Shipbuilding projects to equip the Royal Canadian Navy and the Canadian Coast Guard
Government of Canada
July 15, 2019
Under the National Shipbuilding Strategy (NSS), we formed partnerships with 2 Canadian shipyards, Irving Shipbuilding Inc. and Seaspan Vancouver Shipyards to renew Canada’s federal fleet of combat and non-combat vessels.
Although this promise is somewhat vague in its wording (the Navy will always have ever-evolving resource requirements), the progress made under the National Shipbuilding Strategy (named as such in March 2016) denotes good progress in this area. Many shipbuilding projects are underway as of 2019.
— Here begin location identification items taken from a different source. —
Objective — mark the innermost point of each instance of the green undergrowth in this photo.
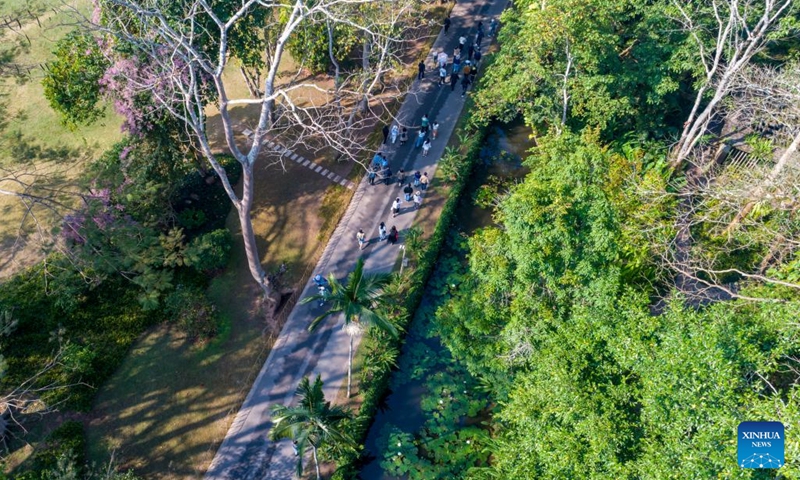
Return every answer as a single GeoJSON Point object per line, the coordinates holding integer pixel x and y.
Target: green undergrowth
{"type": "Point", "coordinates": [382, 352]}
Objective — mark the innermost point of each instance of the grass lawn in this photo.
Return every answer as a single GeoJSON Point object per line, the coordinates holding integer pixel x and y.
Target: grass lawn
{"type": "Point", "coordinates": [33, 138]}
{"type": "Point", "coordinates": [168, 407]}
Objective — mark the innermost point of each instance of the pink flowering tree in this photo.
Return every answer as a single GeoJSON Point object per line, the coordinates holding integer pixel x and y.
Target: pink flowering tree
{"type": "Point", "coordinates": [168, 58]}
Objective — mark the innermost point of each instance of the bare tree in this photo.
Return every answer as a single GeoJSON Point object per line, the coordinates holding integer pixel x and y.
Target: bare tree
{"type": "Point", "coordinates": [769, 98]}
{"type": "Point", "coordinates": [185, 79]}
{"type": "Point", "coordinates": [736, 31]}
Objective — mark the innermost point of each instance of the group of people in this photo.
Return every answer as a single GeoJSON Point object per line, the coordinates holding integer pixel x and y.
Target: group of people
{"type": "Point", "coordinates": [379, 169]}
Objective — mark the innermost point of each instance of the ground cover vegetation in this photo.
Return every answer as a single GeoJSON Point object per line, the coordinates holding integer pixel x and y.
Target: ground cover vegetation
{"type": "Point", "coordinates": [627, 309]}
{"type": "Point", "coordinates": [140, 232]}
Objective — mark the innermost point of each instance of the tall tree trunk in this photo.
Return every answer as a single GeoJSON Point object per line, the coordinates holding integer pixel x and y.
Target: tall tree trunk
{"type": "Point", "coordinates": [349, 366]}
{"type": "Point", "coordinates": [248, 234]}
{"type": "Point", "coordinates": [316, 462]}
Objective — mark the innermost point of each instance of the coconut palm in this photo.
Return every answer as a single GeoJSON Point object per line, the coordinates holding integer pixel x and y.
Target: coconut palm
{"type": "Point", "coordinates": [358, 299]}
{"type": "Point", "coordinates": [313, 421]}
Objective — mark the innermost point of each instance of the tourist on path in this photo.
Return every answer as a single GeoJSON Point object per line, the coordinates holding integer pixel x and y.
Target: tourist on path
{"type": "Point", "coordinates": [396, 207]}
{"type": "Point", "coordinates": [408, 191]}
{"type": "Point", "coordinates": [442, 58]}
{"type": "Point", "coordinates": [464, 85]}
{"type": "Point", "coordinates": [426, 146]}
{"type": "Point", "coordinates": [420, 138]}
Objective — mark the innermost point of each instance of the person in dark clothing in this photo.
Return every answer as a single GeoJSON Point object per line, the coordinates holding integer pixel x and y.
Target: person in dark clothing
{"type": "Point", "coordinates": [409, 191]}
{"type": "Point", "coordinates": [464, 85]}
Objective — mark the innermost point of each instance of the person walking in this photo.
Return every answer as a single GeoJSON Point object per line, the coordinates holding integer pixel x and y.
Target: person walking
{"type": "Point", "coordinates": [442, 58]}
{"type": "Point", "coordinates": [453, 81]}
{"type": "Point", "coordinates": [493, 27]}
{"type": "Point", "coordinates": [420, 138]}
{"type": "Point", "coordinates": [417, 200]}
{"type": "Point", "coordinates": [408, 191]}
{"type": "Point", "coordinates": [396, 207]}
{"type": "Point", "coordinates": [426, 146]}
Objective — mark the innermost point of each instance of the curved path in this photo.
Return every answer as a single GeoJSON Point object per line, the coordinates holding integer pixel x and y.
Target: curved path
{"type": "Point", "coordinates": [246, 453]}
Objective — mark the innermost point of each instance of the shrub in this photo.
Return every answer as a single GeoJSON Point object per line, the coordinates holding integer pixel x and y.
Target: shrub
{"type": "Point", "coordinates": [192, 312]}
{"type": "Point", "coordinates": [191, 218]}
{"type": "Point", "coordinates": [209, 251]}
{"type": "Point", "coordinates": [66, 441]}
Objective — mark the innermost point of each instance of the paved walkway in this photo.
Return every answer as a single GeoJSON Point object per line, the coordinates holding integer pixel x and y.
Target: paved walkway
{"type": "Point", "coordinates": [246, 453]}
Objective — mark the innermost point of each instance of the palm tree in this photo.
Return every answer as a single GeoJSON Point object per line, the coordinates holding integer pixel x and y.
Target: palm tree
{"type": "Point", "coordinates": [358, 299]}
{"type": "Point", "coordinates": [312, 422]}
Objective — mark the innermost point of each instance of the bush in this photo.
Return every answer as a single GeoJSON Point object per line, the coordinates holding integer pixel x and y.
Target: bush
{"type": "Point", "coordinates": [209, 251]}
{"type": "Point", "coordinates": [66, 441]}
{"type": "Point", "coordinates": [191, 218]}
{"type": "Point", "coordinates": [374, 392]}
{"type": "Point", "coordinates": [192, 312]}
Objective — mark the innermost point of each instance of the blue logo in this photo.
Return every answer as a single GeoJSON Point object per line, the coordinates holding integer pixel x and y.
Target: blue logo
{"type": "Point", "coordinates": [761, 445]}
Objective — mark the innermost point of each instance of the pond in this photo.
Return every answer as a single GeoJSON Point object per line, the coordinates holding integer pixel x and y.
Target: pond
{"type": "Point", "coordinates": [434, 405]}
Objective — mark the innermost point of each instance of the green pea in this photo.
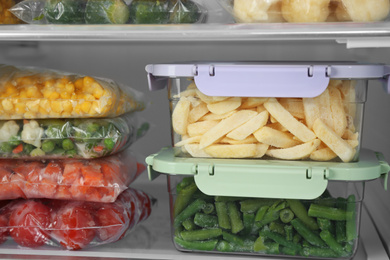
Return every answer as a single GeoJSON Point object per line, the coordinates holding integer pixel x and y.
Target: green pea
{"type": "Point", "coordinates": [67, 144]}
{"type": "Point", "coordinates": [14, 140]}
{"type": "Point", "coordinates": [48, 146]}
{"type": "Point", "coordinates": [27, 148]}
{"type": "Point", "coordinates": [71, 153]}
{"type": "Point", "coordinates": [109, 143]}
{"type": "Point", "coordinates": [37, 152]}
{"type": "Point", "coordinates": [6, 147]}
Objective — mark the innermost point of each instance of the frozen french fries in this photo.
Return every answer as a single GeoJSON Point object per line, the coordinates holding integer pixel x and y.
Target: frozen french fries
{"type": "Point", "coordinates": [33, 93]}
{"type": "Point", "coordinates": [320, 128]}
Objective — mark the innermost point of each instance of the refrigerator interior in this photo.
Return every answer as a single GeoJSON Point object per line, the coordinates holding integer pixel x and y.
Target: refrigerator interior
{"type": "Point", "coordinates": [113, 54]}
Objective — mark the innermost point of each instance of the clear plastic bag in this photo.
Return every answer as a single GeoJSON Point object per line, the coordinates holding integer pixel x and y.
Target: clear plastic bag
{"type": "Point", "coordinates": [98, 180]}
{"type": "Point", "coordinates": [69, 138]}
{"type": "Point", "coordinates": [307, 11]}
{"type": "Point", "coordinates": [109, 11]}
{"type": "Point", "coordinates": [37, 93]}
{"type": "Point", "coordinates": [73, 225]}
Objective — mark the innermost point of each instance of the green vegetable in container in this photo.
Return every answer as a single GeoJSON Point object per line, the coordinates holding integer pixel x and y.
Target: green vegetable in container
{"type": "Point", "coordinates": [64, 11]}
{"type": "Point", "coordinates": [106, 12]}
{"type": "Point", "coordinates": [149, 11]}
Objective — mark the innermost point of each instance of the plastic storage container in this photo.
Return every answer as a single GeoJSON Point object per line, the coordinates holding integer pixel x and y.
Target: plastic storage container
{"type": "Point", "coordinates": [257, 208]}
{"type": "Point", "coordinates": [69, 138]}
{"type": "Point", "coordinates": [289, 111]}
{"type": "Point", "coordinates": [307, 11]}
{"type": "Point", "coordinates": [109, 12]}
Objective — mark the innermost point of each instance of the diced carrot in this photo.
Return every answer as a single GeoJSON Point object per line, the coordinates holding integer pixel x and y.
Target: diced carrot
{"type": "Point", "coordinates": [18, 149]}
{"type": "Point", "coordinates": [98, 148]}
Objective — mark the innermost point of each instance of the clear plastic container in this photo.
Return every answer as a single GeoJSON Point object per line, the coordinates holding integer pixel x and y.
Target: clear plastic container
{"type": "Point", "coordinates": [326, 227]}
{"type": "Point", "coordinates": [37, 93]}
{"type": "Point", "coordinates": [286, 111]}
{"type": "Point", "coordinates": [109, 12]}
{"type": "Point", "coordinates": [69, 138]}
{"type": "Point", "coordinates": [307, 11]}
{"type": "Point", "coordinates": [97, 180]}
{"type": "Point", "coordinates": [72, 225]}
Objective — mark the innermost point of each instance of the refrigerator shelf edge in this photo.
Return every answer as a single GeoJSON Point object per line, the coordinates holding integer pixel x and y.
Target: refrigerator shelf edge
{"type": "Point", "coordinates": [199, 32]}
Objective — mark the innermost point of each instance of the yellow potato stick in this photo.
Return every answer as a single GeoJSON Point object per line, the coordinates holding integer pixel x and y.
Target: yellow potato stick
{"type": "Point", "coordinates": [253, 102]}
{"type": "Point", "coordinates": [311, 109]}
{"type": "Point", "coordinates": [249, 127]}
{"type": "Point", "coordinates": [353, 143]}
{"type": "Point", "coordinates": [225, 126]}
{"type": "Point", "coordinates": [294, 106]}
{"type": "Point", "coordinates": [249, 140]}
{"type": "Point", "coordinates": [194, 151]}
{"type": "Point", "coordinates": [277, 126]}
{"type": "Point", "coordinates": [288, 121]}
{"type": "Point", "coordinates": [201, 127]}
{"type": "Point", "coordinates": [270, 136]}
{"type": "Point", "coordinates": [197, 112]}
{"type": "Point", "coordinates": [261, 149]}
{"type": "Point", "coordinates": [260, 109]}
{"type": "Point", "coordinates": [323, 155]}
{"type": "Point", "coordinates": [231, 150]}
{"type": "Point", "coordinates": [338, 113]}
{"type": "Point", "coordinates": [211, 116]}
{"type": "Point", "coordinates": [180, 116]}
{"type": "Point", "coordinates": [333, 141]}
{"type": "Point", "coordinates": [225, 106]}
{"type": "Point", "coordinates": [297, 152]}
{"type": "Point", "coordinates": [190, 140]}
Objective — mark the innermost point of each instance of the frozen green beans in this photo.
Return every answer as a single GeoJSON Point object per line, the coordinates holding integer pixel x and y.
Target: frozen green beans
{"type": "Point", "coordinates": [264, 226]}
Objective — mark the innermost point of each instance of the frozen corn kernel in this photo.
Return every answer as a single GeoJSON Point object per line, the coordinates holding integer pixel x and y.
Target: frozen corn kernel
{"type": "Point", "coordinates": [301, 11]}
{"type": "Point", "coordinates": [366, 10]}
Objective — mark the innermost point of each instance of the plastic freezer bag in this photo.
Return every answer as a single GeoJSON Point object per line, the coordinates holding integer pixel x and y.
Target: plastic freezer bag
{"type": "Point", "coordinates": [98, 180]}
{"type": "Point", "coordinates": [73, 225]}
{"type": "Point", "coordinates": [307, 11]}
{"type": "Point", "coordinates": [69, 138]}
{"type": "Point", "coordinates": [36, 93]}
{"type": "Point", "coordinates": [109, 11]}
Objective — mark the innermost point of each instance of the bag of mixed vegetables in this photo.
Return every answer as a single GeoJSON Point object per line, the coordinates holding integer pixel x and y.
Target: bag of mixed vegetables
{"type": "Point", "coordinates": [108, 11]}
{"type": "Point", "coordinates": [69, 138]}
{"type": "Point", "coordinates": [98, 180]}
{"type": "Point", "coordinates": [35, 93]}
{"type": "Point", "coordinates": [73, 225]}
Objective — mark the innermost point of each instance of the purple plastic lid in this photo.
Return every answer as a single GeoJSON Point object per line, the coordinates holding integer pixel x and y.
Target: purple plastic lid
{"type": "Point", "coordinates": [264, 79]}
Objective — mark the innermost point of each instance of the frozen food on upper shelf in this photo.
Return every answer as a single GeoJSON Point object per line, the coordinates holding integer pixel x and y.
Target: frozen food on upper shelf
{"type": "Point", "coordinates": [69, 138]}
{"type": "Point", "coordinates": [321, 128]}
{"type": "Point", "coordinates": [73, 225]}
{"type": "Point", "coordinates": [109, 12]}
{"type": "Point", "coordinates": [307, 11]}
{"type": "Point", "coordinates": [98, 180]}
{"type": "Point", "coordinates": [37, 93]}
{"type": "Point", "coordinates": [325, 227]}
{"type": "Point", "coordinates": [6, 17]}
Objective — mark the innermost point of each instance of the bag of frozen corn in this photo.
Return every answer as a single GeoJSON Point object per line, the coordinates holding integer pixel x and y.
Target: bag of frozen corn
{"type": "Point", "coordinates": [35, 93]}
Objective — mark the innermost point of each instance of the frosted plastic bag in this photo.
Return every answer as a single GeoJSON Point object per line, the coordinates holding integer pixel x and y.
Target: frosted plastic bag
{"type": "Point", "coordinates": [98, 180]}
{"type": "Point", "coordinates": [37, 93]}
{"type": "Point", "coordinates": [69, 138]}
{"type": "Point", "coordinates": [73, 225]}
{"type": "Point", "coordinates": [108, 12]}
{"type": "Point", "coordinates": [307, 11]}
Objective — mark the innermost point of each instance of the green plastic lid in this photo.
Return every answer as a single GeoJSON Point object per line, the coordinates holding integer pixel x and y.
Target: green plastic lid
{"type": "Point", "coordinates": [267, 178]}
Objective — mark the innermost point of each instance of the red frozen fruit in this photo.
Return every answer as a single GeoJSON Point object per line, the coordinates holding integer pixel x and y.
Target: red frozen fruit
{"type": "Point", "coordinates": [29, 222]}
{"type": "Point", "coordinates": [112, 222]}
{"type": "Point", "coordinates": [3, 228]}
{"type": "Point", "coordinates": [74, 226]}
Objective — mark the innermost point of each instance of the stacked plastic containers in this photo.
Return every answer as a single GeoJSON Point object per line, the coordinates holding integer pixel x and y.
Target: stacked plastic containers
{"type": "Point", "coordinates": [267, 157]}
{"type": "Point", "coordinates": [65, 165]}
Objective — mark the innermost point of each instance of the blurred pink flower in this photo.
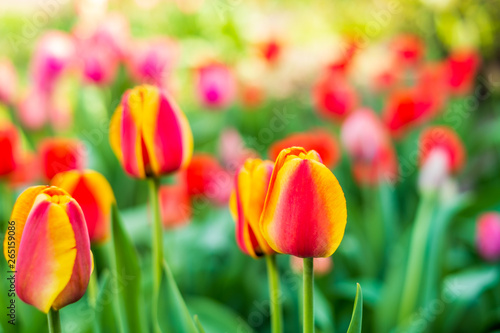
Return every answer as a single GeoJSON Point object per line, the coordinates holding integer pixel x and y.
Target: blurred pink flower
{"type": "Point", "coordinates": [53, 54]}
{"type": "Point", "coordinates": [216, 85]}
{"type": "Point", "coordinates": [333, 96]}
{"type": "Point", "coordinates": [8, 81]}
{"type": "Point", "coordinates": [152, 61]}
{"type": "Point", "coordinates": [488, 236]}
{"type": "Point", "coordinates": [369, 145]}
{"type": "Point", "coordinates": [322, 266]}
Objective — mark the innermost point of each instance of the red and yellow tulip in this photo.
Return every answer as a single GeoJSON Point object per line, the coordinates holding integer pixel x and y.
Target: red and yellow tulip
{"type": "Point", "coordinates": [149, 133]}
{"type": "Point", "coordinates": [50, 249]}
{"type": "Point", "coordinates": [304, 212]}
{"type": "Point", "coordinates": [95, 196]}
{"type": "Point", "coordinates": [246, 205]}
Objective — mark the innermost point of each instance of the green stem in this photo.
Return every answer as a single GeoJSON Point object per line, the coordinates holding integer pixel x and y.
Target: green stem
{"type": "Point", "coordinates": [157, 235]}
{"type": "Point", "coordinates": [416, 256]}
{"type": "Point", "coordinates": [274, 291]}
{"type": "Point", "coordinates": [308, 296]}
{"type": "Point", "coordinates": [54, 321]}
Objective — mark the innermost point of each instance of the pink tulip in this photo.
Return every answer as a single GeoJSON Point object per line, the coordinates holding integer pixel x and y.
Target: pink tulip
{"type": "Point", "coordinates": [216, 85]}
{"type": "Point", "coordinates": [488, 236]}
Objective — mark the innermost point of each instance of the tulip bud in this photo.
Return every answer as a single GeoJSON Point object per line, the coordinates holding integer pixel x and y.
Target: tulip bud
{"type": "Point", "coordinates": [318, 140]}
{"type": "Point", "coordinates": [8, 78]}
{"type": "Point", "coordinates": [445, 139]}
{"type": "Point", "coordinates": [246, 205]}
{"type": "Point", "coordinates": [216, 86]}
{"type": "Point", "coordinates": [50, 249]}
{"type": "Point", "coordinates": [488, 236]}
{"type": "Point", "coordinates": [9, 148]}
{"type": "Point", "coordinates": [149, 134]}
{"type": "Point", "coordinates": [59, 155]}
{"type": "Point", "coordinates": [304, 212]}
{"type": "Point", "coordinates": [333, 96]}
{"type": "Point", "coordinates": [370, 148]}
{"type": "Point", "coordinates": [95, 196]}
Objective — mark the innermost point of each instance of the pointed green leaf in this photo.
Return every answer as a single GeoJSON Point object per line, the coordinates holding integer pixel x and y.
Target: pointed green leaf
{"type": "Point", "coordinates": [357, 312]}
{"type": "Point", "coordinates": [173, 314]}
{"type": "Point", "coordinates": [127, 276]}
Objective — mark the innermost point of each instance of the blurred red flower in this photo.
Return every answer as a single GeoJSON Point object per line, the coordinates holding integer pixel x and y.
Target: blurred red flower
{"type": "Point", "coordinates": [60, 154]}
{"type": "Point", "coordinates": [369, 145]}
{"type": "Point", "coordinates": [324, 143]}
{"type": "Point", "coordinates": [333, 96]}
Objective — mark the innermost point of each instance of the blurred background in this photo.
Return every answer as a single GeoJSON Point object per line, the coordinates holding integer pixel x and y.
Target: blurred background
{"type": "Point", "coordinates": [254, 77]}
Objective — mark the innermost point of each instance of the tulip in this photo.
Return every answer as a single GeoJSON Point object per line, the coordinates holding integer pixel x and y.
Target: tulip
{"type": "Point", "coordinates": [408, 108]}
{"type": "Point", "coordinates": [488, 236]}
{"type": "Point", "coordinates": [9, 148]}
{"type": "Point", "coordinates": [152, 61]}
{"type": "Point", "coordinates": [59, 155]}
{"type": "Point", "coordinates": [304, 212]}
{"type": "Point", "coordinates": [50, 249]}
{"type": "Point", "coordinates": [409, 49]}
{"type": "Point", "coordinates": [175, 205]}
{"type": "Point", "coordinates": [246, 203]}
{"type": "Point", "coordinates": [369, 145]}
{"type": "Point", "coordinates": [216, 85]}
{"type": "Point", "coordinates": [149, 134]}
{"type": "Point", "coordinates": [333, 96]}
{"type": "Point", "coordinates": [95, 196]}
{"type": "Point", "coordinates": [462, 66]}
{"type": "Point", "coordinates": [206, 177]}
{"type": "Point", "coordinates": [53, 54]}
{"type": "Point", "coordinates": [319, 140]}
{"type": "Point", "coordinates": [8, 78]}
{"type": "Point", "coordinates": [441, 154]}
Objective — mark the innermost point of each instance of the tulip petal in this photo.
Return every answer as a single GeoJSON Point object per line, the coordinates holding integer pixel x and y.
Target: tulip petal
{"type": "Point", "coordinates": [46, 256]}
{"type": "Point", "coordinates": [289, 228]}
{"type": "Point", "coordinates": [83, 265]}
{"type": "Point", "coordinates": [19, 215]}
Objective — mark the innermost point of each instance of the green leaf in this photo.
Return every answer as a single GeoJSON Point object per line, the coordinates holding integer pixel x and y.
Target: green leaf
{"type": "Point", "coordinates": [127, 276]}
{"type": "Point", "coordinates": [357, 312]}
{"type": "Point", "coordinates": [217, 317]}
{"type": "Point", "coordinates": [173, 314]}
Ottawa buys another Arctic and offshore patrol ship to be built in Halifax
November 02, 2018
The federal government is purchasing another ship to be built in Halifax, the defence minister says a day after Ottawa awarded $7 billion in contracts to three shipyards for work on Royal Canadian Navy frigates — leaving concerns over an 18-month gap in work for Irving Shipyard employees.
The government will buy a sixth Arctic and offshore patrol ship for the navy, Harjit Sajjan said to a crowd at the Irving Shipyard in Halifax on Friday.
The government planned to purchase five Arctic and offshore patrol ships — with a possibility of a sixth — after scaling back its original plan of buying between six and eight vessels in 2014.
Lockheed Martin selected as preferred designer for Canada’s next generation of warships
October 19, 2018
A group of companies led by multinational defence giant Lockheed Martin has been selected as the preferred designer for Canada’s next generation of warships, the Liberal government said Friday.
The announcement that the group’s BAE Type 26 design won the design competition represents a significant step forward for the long-anticipated $60-billion program to replace the navy’s aging fleet of frigates.
"The Canadian Surface Combatant project is the largest, most complex procurement ever undertaken by the Government of Canada. These ships will form the backbone of our Royal Canadian Navy and will be Canada’s major surface component of maritime combat power for decades to come," Public Services and Procurement Canada said in a press release.
Quebec’s Davie shipyard wins $610M contract to convert icebreakers for coast guard
August 10, 2018
The federal government has signed a $610-million contract to acquire and convert three icebreakers to renew the Canadian Coast Guard’s aging fleet.
The coast guard fleet lacks the capacity to perform its icebreaking duties. The Canadian Coast Guard ship Terry Fox, launched in 1993, is the newest icebreaker in the fleet.
In June, the Liberal government concluded a deal with Davie to purchase three icebreakers, but there was no price tag attached to the project at the time. Negotiations to acquire the vessels were launched in January after Prime Minister Justin Trudeau abruptly announced the plan in a Radio-Canada interview in Quebec City. That marked the beginning of a seven-month negotiating process between the government and Davie.